Plus, plenty of apt complexes are non-smoking. Does anyone really have the right to smoke on property that isn't theirs? Just asking, I'm not an expert.

What about family's bags being subject to search, since they have failed to comply with safety rules? And/or resident belongings searched immediately following visits?

Lighters simply cannot be allowed to be unsecured. What if she decides to smoke in bed? She is putting everyone at risk.

How about contacting the fire marshall?

And DEFINITELY contact the state. I have a feeling admin will start to take the issue seriously, esp since they have already been cited.

Police should be taking statements each and every time staff is assaulted and they are summoned. No reason a paper trail shouldn't exist. Personally if I were being assaulted by an a&o pt, I would inquire about it with the DA. I wouldn't want to rely on do-nothing police to act.

Specializes in SICU, trauma, neuro.

Or offer to secure the family's bags during the visit, to avoid a potential illegal search issue?

State has been notified ombadsman is aware. It seems like any intervention we try to turn to, we seem to be stuck with her. We've tried moving her, transferring her. We're all stuck in a rut heh. At least that's what management and social services department tells me

Trust me, everything is documented. She tells her family I punched her in the mouth and stole her tooth.

Specializes in Psych, Addictions, SOL (Student of Life).
As A Psych nurse who will be designated to assess for and write 5150 holds in December 2017. I must state that you as a facility cannot 5150 someone.

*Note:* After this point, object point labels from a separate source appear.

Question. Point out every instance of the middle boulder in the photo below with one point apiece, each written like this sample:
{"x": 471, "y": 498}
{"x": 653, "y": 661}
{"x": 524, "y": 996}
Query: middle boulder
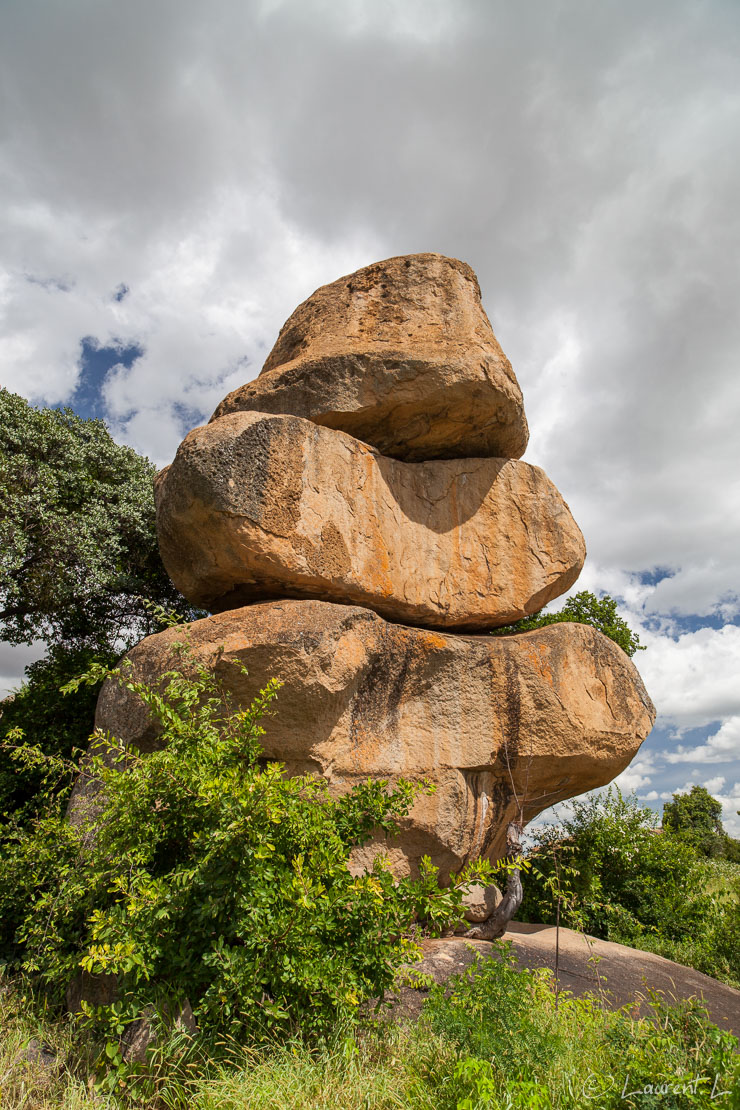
{"x": 257, "y": 506}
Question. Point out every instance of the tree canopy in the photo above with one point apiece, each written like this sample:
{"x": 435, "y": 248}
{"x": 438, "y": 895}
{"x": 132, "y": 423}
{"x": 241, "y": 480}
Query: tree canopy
{"x": 78, "y": 544}
{"x": 584, "y": 607}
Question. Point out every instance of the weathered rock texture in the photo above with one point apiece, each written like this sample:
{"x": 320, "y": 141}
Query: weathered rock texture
{"x": 402, "y": 355}
{"x": 493, "y": 722}
{"x": 257, "y": 506}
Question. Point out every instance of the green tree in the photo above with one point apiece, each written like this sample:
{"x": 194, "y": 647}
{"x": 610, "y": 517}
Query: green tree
{"x": 203, "y": 873}
{"x": 627, "y": 878}
{"x": 583, "y": 608}
{"x": 697, "y": 817}
{"x": 79, "y": 569}
{"x": 78, "y": 543}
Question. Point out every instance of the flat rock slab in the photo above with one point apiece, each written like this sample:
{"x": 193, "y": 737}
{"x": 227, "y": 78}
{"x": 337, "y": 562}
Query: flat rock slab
{"x": 494, "y": 723}
{"x": 257, "y": 506}
{"x": 615, "y": 974}
{"x": 402, "y": 355}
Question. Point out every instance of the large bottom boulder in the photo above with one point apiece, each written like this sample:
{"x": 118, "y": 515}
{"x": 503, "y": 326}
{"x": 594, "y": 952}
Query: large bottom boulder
{"x": 503, "y": 726}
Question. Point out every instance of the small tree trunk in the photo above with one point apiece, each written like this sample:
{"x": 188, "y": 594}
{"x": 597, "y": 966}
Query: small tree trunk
{"x": 495, "y": 926}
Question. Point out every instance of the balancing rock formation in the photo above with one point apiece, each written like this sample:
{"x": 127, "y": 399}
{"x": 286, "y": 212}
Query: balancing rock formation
{"x": 357, "y": 521}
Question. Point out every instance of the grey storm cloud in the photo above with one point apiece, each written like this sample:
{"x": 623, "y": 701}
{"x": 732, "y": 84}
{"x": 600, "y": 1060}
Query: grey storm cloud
{"x": 222, "y": 160}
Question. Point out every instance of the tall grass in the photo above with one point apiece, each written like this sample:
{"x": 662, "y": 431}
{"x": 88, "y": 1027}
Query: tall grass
{"x": 498, "y": 1039}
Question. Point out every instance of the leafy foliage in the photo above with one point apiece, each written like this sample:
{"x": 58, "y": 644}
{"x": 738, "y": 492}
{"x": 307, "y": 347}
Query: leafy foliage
{"x": 78, "y": 546}
{"x": 517, "y": 1048}
{"x": 698, "y": 817}
{"x": 583, "y": 608}
{"x": 625, "y": 877}
{"x": 204, "y": 873}
{"x": 57, "y": 724}
{"x": 617, "y": 876}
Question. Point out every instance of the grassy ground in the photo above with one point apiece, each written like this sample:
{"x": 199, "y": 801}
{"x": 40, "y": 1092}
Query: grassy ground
{"x": 498, "y": 1040}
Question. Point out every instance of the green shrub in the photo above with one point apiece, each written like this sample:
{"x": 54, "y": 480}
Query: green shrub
{"x": 619, "y": 877}
{"x": 584, "y": 607}
{"x": 626, "y": 876}
{"x": 496, "y": 1039}
{"x": 211, "y": 876}
{"x": 518, "y": 1047}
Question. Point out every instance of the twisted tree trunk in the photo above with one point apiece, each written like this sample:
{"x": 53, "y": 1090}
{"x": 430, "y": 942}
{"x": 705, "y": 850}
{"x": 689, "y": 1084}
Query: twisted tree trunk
{"x": 495, "y": 926}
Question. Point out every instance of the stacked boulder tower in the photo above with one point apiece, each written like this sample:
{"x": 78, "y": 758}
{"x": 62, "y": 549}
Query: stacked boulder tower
{"x": 357, "y": 520}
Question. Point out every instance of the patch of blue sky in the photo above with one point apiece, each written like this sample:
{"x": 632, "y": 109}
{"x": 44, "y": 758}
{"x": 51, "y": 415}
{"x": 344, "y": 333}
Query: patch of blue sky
{"x": 95, "y": 363}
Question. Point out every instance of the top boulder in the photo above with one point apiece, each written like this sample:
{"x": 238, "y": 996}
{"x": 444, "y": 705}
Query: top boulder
{"x": 402, "y": 355}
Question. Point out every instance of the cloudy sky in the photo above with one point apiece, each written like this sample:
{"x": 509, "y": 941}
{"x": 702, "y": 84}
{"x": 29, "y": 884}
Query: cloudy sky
{"x": 176, "y": 177}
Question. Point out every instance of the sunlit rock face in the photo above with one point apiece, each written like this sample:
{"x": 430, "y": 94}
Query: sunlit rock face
{"x": 494, "y": 723}
{"x": 257, "y": 506}
{"x": 366, "y": 498}
{"x": 402, "y": 355}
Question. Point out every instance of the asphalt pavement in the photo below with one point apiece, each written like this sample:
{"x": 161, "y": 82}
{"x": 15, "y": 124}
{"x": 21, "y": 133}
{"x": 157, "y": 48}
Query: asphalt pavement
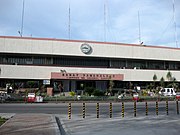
{"x": 29, "y": 124}
{"x": 150, "y": 125}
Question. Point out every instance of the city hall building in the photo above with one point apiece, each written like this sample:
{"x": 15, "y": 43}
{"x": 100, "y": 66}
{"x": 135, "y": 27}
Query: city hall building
{"x": 76, "y": 64}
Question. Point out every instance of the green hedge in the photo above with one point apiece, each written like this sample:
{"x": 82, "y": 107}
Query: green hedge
{"x": 2, "y": 120}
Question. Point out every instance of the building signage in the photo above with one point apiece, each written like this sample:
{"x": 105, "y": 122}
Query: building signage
{"x": 86, "y": 48}
{"x": 84, "y": 76}
{"x": 46, "y": 82}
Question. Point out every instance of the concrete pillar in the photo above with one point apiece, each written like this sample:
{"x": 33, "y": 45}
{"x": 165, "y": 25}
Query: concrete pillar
{"x": 49, "y": 91}
{"x": 73, "y": 85}
{"x": 66, "y": 85}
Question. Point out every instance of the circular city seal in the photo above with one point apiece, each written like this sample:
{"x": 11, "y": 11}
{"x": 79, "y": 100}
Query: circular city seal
{"x": 86, "y": 48}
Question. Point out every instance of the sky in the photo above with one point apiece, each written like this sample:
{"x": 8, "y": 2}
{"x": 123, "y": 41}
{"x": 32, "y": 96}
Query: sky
{"x": 94, "y": 20}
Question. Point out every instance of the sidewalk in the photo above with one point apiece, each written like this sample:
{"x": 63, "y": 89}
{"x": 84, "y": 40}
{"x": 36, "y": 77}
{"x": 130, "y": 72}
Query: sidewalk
{"x": 30, "y": 124}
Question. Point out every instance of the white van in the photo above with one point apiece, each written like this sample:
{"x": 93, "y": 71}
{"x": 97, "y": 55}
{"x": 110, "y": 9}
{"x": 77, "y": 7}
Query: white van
{"x": 167, "y": 92}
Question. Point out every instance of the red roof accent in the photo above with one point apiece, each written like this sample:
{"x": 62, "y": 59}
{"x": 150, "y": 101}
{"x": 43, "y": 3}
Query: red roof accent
{"x": 86, "y": 41}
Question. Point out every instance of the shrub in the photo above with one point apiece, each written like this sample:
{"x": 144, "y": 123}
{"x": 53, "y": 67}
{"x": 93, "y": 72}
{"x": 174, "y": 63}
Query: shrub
{"x": 98, "y": 93}
{"x": 89, "y": 90}
{"x": 72, "y": 93}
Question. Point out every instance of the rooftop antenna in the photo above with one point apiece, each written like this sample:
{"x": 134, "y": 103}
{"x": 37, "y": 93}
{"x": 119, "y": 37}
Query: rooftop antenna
{"x": 22, "y": 21}
{"x": 175, "y": 31}
{"x": 69, "y": 25}
{"x": 105, "y": 21}
{"x": 139, "y": 24}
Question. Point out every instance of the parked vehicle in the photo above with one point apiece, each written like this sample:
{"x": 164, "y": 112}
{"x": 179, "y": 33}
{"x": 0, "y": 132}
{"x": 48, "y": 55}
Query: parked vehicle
{"x": 136, "y": 97}
{"x": 167, "y": 92}
{"x": 31, "y": 97}
{"x": 4, "y": 96}
{"x": 178, "y": 96}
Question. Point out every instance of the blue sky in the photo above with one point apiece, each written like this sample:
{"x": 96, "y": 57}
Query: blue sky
{"x": 49, "y": 19}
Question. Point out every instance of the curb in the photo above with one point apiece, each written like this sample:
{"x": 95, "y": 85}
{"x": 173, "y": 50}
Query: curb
{"x": 61, "y": 129}
{"x": 6, "y": 121}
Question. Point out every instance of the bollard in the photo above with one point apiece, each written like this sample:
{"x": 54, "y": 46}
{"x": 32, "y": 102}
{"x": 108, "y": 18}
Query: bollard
{"x": 97, "y": 109}
{"x": 177, "y": 107}
{"x": 146, "y": 109}
{"x": 110, "y": 110}
{"x": 134, "y": 108}
{"x": 69, "y": 111}
{"x": 167, "y": 108}
{"x": 84, "y": 110}
{"x": 123, "y": 109}
{"x": 156, "y": 107}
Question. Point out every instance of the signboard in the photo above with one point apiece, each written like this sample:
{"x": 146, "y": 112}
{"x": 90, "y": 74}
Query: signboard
{"x": 46, "y": 82}
{"x": 86, "y": 76}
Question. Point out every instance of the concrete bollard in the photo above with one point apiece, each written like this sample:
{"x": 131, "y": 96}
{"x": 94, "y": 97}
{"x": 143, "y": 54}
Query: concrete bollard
{"x": 167, "y": 108}
{"x": 177, "y": 106}
{"x": 146, "y": 109}
{"x": 69, "y": 111}
{"x": 110, "y": 110}
{"x": 156, "y": 107}
{"x": 97, "y": 110}
{"x": 123, "y": 109}
{"x": 84, "y": 107}
{"x": 134, "y": 108}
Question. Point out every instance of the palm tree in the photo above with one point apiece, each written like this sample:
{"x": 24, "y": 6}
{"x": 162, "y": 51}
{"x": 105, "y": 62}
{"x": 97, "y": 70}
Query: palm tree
{"x": 111, "y": 85}
{"x": 154, "y": 79}
{"x": 169, "y": 76}
{"x": 162, "y": 82}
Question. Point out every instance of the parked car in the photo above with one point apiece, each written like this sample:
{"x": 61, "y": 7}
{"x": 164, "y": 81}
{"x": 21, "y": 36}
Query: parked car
{"x": 136, "y": 97}
{"x": 31, "y": 97}
{"x": 167, "y": 92}
{"x": 178, "y": 96}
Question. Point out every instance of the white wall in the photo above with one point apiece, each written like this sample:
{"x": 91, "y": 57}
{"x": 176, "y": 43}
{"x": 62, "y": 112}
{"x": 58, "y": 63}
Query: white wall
{"x": 65, "y": 47}
{"x": 42, "y": 72}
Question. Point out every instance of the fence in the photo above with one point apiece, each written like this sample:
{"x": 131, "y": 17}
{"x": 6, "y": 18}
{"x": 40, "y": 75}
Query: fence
{"x": 137, "y": 109}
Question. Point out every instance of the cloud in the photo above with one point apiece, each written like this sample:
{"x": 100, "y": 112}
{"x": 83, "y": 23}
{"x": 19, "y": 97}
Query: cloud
{"x": 45, "y": 18}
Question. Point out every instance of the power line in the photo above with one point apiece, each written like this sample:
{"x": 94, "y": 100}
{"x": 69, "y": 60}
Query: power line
{"x": 69, "y": 25}
{"x": 174, "y": 19}
{"x": 22, "y": 21}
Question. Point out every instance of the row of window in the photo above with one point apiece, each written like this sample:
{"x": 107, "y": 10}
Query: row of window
{"x": 89, "y": 62}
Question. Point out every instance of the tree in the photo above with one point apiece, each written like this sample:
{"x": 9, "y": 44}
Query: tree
{"x": 162, "y": 82}
{"x": 169, "y": 76}
{"x": 174, "y": 83}
{"x": 154, "y": 79}
{"x": 111, "y": 85}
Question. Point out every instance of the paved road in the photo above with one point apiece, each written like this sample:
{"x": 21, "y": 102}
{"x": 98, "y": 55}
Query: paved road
{"x": 150, "y": 125}
{"x": 62, "y": 108}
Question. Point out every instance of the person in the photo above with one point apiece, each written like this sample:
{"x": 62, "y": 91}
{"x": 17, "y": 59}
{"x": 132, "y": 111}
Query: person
{"x": 60, "y": 87}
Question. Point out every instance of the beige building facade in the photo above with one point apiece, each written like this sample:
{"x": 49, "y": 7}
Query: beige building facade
{"x": 73, "y": 62}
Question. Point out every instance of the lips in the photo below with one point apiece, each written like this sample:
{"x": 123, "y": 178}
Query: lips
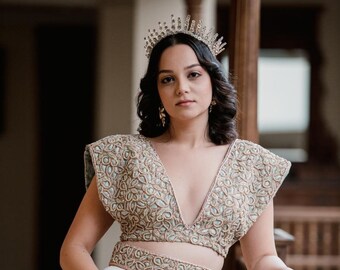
{"x": 185, "y": 102}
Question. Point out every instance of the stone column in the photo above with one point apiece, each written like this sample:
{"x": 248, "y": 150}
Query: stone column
{"x": 244, "y": 47}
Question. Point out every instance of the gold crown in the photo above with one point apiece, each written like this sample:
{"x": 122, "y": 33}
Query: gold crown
{"x": 209, "y": 38}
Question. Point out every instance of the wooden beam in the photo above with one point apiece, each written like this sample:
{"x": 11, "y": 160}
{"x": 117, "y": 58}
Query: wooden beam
{"x": 244, "y": 46}
{"x": 194, "y": 9}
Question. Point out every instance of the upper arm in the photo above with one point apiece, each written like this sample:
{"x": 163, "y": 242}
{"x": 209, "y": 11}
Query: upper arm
{"x": 259, "y": 240}
{"x": 90, "y": 222}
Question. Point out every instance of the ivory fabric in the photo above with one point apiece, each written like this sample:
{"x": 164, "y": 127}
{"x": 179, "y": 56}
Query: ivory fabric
{"x": 134, "y": 258}
{"x": 135, "y": 189}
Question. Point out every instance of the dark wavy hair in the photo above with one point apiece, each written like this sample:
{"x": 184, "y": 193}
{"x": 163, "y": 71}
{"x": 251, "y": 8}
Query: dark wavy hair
{"x": 222, "y": 118}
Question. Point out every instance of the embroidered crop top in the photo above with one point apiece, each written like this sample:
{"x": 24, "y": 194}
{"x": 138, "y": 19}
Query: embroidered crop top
{"x": 135, "y": 189}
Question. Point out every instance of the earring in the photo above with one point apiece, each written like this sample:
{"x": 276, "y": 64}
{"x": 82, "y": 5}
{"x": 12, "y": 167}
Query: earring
{"x": 213, "y": 103}
{"x": 162, "y": 115}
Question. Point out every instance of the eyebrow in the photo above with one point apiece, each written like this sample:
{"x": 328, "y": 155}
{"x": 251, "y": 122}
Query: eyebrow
{"x": 170, "y": 71}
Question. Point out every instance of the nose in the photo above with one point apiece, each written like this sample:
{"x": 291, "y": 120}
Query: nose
{"x": 182, "y": 87}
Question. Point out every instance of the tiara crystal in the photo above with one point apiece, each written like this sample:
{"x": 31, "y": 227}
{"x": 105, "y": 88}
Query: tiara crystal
{"x": 189, "y": 27}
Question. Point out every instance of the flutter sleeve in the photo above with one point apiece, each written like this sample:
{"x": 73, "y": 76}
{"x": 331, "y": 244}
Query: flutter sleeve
{"x": 263, "y": 172}
{"x": 269, "y": 171}
{"x": 89, "y": 171}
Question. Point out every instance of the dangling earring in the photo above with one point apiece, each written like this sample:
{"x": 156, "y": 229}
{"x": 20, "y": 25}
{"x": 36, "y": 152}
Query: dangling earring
{"x": 213, "y": 103}
{"x": 162, "y": 115}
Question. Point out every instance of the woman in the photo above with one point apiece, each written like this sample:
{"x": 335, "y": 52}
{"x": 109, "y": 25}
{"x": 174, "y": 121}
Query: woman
{"x": 185, "y": 188}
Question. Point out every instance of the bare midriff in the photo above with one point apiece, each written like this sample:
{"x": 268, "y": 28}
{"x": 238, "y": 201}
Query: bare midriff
{"x": 201, "y": 256}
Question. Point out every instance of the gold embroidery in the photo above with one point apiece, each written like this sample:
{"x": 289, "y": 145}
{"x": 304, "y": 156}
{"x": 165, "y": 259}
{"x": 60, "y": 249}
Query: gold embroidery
{"x": 136, "y": 191}
{"x": 138, "y": 259}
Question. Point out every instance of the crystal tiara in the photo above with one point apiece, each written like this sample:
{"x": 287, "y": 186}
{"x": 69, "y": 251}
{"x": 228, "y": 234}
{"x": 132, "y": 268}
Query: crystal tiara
{"x": 209, "y": 38}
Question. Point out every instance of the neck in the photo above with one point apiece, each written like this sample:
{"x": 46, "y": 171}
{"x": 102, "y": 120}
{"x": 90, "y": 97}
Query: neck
{"x": 189, "y": 135}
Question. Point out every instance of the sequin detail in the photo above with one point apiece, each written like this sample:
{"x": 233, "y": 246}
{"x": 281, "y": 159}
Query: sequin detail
{"x": 133, "y": 258}
{"x": 135, "y": 189}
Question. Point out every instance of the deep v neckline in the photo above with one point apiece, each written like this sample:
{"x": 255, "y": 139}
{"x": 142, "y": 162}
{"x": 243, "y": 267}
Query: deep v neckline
{"x": 207, "y": 196}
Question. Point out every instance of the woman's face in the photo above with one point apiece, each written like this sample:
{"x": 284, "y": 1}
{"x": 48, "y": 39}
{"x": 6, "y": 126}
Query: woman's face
{"x": 184, "y": 86}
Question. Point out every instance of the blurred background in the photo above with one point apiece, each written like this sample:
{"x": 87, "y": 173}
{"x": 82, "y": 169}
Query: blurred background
{"x": 69, "y": 74}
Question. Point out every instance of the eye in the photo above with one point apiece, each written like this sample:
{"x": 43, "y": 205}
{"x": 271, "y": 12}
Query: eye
{"x": 166, "y": 80}
{"x": 194, "y": 74}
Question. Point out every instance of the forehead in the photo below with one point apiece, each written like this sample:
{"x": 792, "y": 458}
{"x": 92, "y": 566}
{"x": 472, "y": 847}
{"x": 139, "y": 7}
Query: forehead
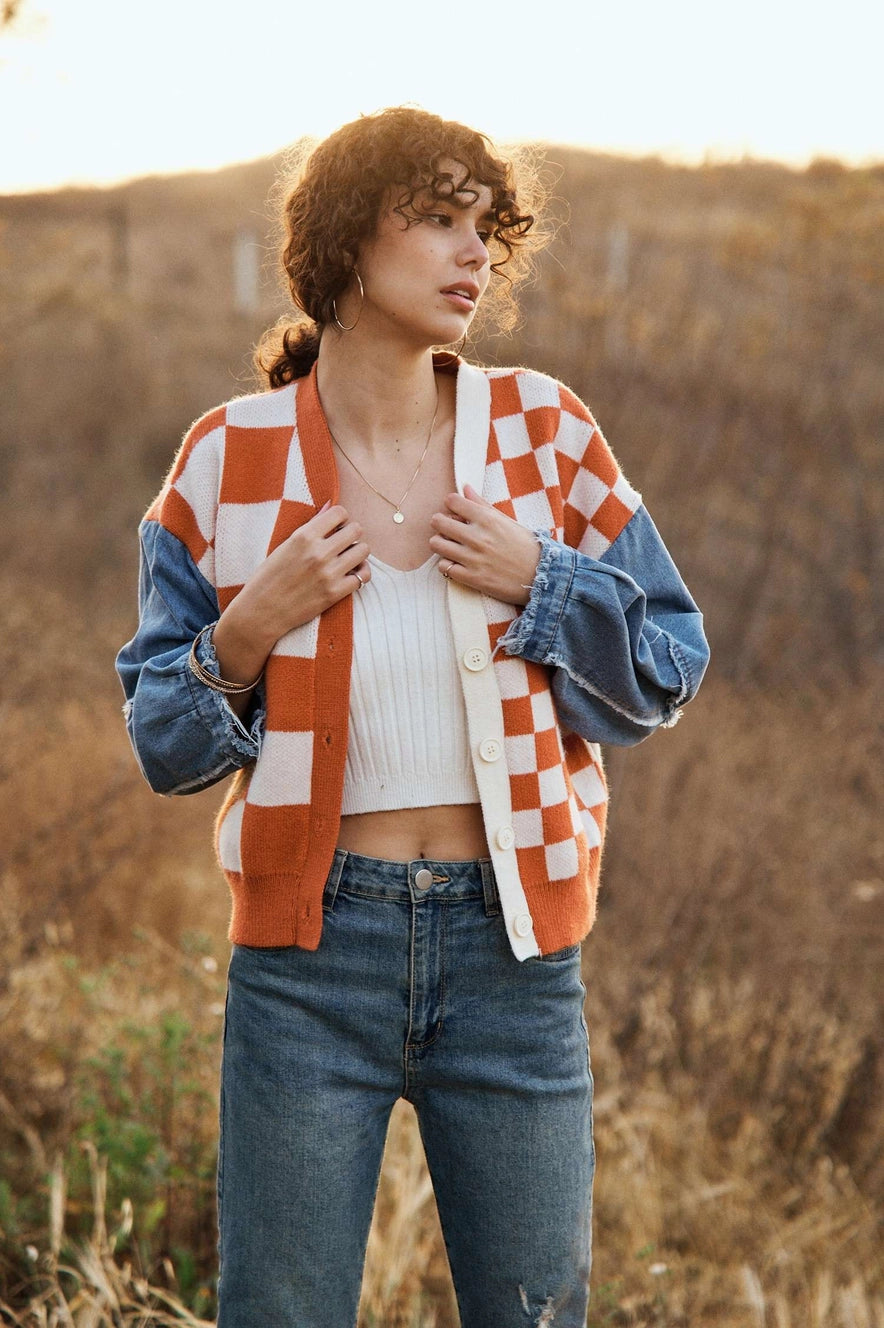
{"x": 451, "y": 181}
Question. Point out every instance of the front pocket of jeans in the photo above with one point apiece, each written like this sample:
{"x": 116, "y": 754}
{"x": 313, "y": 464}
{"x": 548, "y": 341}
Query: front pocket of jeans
{"x": 559, "y": 956}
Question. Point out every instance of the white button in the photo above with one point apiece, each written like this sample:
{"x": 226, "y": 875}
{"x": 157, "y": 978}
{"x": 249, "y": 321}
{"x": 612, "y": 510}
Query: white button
{"x": 506, "y": 837}
{"x": 475, "y": 659}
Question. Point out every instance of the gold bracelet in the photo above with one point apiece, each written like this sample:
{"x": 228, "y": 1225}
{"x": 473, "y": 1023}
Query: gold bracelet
{"x": 217, "y": 684}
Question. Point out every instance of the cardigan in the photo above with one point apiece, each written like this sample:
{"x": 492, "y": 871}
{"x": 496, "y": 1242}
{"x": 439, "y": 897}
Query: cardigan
{"x": 608, "y": 647}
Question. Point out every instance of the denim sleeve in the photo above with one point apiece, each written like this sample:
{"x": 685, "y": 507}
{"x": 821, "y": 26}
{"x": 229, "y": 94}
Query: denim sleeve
{"x": 185, "y": 736}
{"x": 623, "y": 634}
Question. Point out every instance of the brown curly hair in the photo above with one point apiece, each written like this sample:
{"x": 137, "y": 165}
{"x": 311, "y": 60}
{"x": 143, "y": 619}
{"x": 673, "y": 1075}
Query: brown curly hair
{"x": 332, "y": 199}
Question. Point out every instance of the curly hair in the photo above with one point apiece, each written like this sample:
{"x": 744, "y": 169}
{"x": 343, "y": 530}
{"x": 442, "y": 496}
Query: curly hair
{"x": 333, "y": 197}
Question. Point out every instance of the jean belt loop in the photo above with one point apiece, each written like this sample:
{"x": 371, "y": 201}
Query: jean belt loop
{"x": 490, "y": 887}
{"x": 333, "y": 881}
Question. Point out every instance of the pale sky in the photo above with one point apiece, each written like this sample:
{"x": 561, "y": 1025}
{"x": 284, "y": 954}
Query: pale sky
{"x": 100, "y": 90}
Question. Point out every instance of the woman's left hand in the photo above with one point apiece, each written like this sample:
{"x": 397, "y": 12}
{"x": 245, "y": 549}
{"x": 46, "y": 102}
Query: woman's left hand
{"x": 485, "y": 549}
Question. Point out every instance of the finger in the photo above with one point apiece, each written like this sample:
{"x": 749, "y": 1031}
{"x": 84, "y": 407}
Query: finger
{"x": 357, "y": 578}
{"x": 340, "y": 539}
{"x": 353, "y": 555}
{"x": 450, "y": 527}
{"x": 449, "y": 549}
{"x": 328, "y": 518}
{"x": 461, "y": 506}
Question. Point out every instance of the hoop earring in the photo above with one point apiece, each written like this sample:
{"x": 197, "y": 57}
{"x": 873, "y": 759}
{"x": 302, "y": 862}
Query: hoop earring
{"x": 348, "y": 327}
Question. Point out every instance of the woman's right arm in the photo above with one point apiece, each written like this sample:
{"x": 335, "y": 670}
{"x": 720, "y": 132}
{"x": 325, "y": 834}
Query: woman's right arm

Only persons or entities designated under the Lanterman, Petrie, Short Act can assess for and write a 5150 . The criteria for 5150 is very specific a person must by reason of mental disease be a danger to themselves, others or gravely disabled to be placed on 5150 and that is only a 3 day solution. In other words you can't put someone on 5150 for being a jerk. In the past when I was designated the resident you describe would not qualify for a 5150 which is most likely the reason the police have done nothing when called. Would sending her off to a psych facility make her any better? I doubt it! If she is being seen monthly by a Psychiatrist to manage her meds (which she should be with her diagnoses) that doctor can change, adjust or add to her medication to achieve better behavioral control. Her behaviors need to be counted daily (required in California) so that the Psychiatrist and the licensing agency can accurately see what's going on. If her behavior is putting other residents in jeopardy you can in fact serve her or her designated decision maker with a 30 day notice to vacate and when the SHTF - tell the decision maker that she will have to quit smoking or leave. The average monthly cost for SNF care is somewhere between $5,000.00 to $10.000.00 depending on the services being rendered and most of that is not covered by Medicare. So your facility is likely making a lot of money on this resident. The first thing to do is to call an IDC team meeting including the designated decision maker to discuss the problem and possible solutions and consequences if a solution cannot be identified. It's possible that this resident could be happier in a smaller ICF type felicity that works with individuals with challenging behaviors. Plus it would be a lot cheaper for the family.

Hppy

I might add that my own mother who suffers from Alzheimer's was hospitalized in a Gero-psych facility for 83 days. She tried to kill another resident with her walker and police were called they refused to 5150 her but sent her to the local hospital for evaluation and determined that she had a raging UTI. While she was in acute hospital the memory care facility served us with a notice that she could not return. After her stint in gero-psych where she was attended by a doctor I know well we were able to get her into an Alzheimer's facility. We currently pay around $8,500.00 a month for her care. None of which is covered by Medicare. Luckily my father left about 3 million dollars in a trust for her care should she need it.

If there is anything left after she passes it will be split equally among the 5 siblings. I can't even tell you the aggravation this idea of money has caused among my family!